Time to plant hot weather tomatoes

Nighttime temperatures in coastal south Louisiana aren’t falling below 72 degrees now….so tomato production is beginning to slow down.  Standard varieties popular for spring planting (Celebrity, Beefmaster, Better Boy) often won’t set fruit when the nights stay warm, so it’s time to put in a crop of heat-tolerant tomatoes.  I went out in search of Florida, Heat Wave, or Solar Set varieties, but all I found was Solar Fire.  I planted four Solar Fire tomatoes this past weekend, just after a hard rain…I hope to find additional hot-weather varieties soon.

Meanwhile, I’m picking the first of the purple hull peas….and my “Mammoth” sunflowers are about 8 feet tall, serving nicely as beanpoles.

4 thoughts on “Time to plant hot weather tomatoes

  1. I don’t have enough sun in my backyard for tomatoes (mammoth pecan tree rules all back there) and am wondering whether I ought to try hanging some in those crazy upside down thingies on the front porch.

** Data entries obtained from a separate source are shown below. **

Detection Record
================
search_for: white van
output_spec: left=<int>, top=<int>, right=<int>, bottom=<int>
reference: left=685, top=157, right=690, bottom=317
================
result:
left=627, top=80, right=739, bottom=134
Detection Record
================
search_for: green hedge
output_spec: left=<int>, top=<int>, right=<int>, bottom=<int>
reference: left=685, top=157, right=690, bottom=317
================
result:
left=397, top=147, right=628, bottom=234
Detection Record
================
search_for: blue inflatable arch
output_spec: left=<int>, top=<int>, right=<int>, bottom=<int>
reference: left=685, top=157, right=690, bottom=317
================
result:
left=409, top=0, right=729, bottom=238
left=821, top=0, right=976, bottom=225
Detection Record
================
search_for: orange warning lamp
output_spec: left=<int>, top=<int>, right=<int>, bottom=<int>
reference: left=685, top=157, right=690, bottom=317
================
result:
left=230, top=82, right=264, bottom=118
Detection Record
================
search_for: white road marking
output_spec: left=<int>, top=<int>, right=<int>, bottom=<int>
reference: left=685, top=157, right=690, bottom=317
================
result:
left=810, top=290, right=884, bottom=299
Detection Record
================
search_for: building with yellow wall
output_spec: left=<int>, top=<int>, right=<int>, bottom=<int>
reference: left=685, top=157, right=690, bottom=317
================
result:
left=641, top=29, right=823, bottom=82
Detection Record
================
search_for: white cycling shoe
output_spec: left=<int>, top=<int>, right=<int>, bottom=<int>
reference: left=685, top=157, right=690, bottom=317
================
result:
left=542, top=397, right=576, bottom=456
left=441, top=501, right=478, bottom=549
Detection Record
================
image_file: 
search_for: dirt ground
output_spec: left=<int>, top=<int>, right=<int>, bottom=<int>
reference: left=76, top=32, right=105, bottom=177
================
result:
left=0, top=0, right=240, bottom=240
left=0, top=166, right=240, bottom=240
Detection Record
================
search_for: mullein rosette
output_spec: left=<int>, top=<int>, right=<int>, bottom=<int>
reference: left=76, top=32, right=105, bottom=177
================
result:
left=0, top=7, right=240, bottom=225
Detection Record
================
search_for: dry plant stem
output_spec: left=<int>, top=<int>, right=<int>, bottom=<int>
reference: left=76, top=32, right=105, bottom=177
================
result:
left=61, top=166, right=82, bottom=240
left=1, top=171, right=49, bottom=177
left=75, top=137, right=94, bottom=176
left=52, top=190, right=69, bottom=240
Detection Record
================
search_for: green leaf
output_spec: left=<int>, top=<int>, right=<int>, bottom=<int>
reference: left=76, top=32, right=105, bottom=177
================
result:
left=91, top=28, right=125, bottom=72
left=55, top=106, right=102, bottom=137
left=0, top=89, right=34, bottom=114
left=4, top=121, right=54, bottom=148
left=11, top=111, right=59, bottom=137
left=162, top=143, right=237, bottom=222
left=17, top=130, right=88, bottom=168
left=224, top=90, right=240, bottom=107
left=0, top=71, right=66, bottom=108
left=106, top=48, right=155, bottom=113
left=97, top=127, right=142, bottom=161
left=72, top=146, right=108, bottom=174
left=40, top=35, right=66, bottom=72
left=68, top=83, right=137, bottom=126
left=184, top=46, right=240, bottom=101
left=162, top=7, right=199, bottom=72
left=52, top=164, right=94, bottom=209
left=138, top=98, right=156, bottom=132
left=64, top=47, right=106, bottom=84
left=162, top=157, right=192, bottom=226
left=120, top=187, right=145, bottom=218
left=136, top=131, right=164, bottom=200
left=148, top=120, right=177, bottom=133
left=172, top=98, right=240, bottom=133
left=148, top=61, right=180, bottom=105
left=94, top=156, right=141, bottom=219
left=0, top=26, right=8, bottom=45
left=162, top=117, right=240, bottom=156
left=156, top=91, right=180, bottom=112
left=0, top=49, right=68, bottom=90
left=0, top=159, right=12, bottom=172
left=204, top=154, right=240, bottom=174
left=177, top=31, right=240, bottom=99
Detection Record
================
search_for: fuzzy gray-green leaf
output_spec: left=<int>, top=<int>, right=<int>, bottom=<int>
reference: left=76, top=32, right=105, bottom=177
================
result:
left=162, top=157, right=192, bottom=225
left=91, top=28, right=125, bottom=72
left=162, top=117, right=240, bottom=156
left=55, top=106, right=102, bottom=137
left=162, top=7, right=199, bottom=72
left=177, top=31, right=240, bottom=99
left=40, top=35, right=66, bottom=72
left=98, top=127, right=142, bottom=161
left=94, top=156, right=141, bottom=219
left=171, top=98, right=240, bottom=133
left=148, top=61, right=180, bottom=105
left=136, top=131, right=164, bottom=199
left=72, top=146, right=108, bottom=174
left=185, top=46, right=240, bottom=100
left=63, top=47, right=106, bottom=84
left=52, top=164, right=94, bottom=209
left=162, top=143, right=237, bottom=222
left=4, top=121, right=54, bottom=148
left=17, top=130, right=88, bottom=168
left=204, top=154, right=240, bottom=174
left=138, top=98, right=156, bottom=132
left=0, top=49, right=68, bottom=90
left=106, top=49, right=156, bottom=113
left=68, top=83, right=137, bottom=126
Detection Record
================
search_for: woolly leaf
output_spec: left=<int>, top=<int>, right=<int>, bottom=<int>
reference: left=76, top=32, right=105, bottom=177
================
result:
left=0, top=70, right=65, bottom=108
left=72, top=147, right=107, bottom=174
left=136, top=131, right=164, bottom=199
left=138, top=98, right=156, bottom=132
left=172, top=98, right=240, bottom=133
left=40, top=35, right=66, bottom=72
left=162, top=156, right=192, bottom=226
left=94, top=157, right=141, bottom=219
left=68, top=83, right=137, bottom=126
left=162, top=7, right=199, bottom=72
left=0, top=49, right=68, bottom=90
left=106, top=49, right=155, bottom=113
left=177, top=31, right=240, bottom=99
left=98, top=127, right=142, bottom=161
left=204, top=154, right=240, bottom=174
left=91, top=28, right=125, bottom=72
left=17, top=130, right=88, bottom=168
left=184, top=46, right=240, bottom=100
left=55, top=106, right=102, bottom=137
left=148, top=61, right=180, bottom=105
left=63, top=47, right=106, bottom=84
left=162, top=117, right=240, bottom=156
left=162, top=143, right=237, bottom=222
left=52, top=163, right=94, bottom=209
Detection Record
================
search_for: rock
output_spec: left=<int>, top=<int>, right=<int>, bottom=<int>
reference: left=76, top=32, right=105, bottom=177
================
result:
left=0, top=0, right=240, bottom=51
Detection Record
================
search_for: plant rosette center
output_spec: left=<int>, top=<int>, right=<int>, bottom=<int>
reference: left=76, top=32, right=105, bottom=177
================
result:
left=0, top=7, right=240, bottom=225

Where did you find your heat resistant plants?

  2. If you hang the tomato under the porch overhang, it almost certainly won’t get enough sun. Can you plant it in the ground in the front yard (or by the front steps)? I bought the Solar Fire tomato transplants at Wal Mart.

  3. No, my front yard floods too badly. They’d drown. Maybe I’m just not destined to have my own tomatoes. I see all sorts of people hanging theirs from the front porch though….

    • So why not use a raised planter in the front yard? Build a square of landscape timbers or edging blocks (or old bricks, or whatever you have on hand). Backfill with soil, and you’ve got a drown-proof raised planting bed.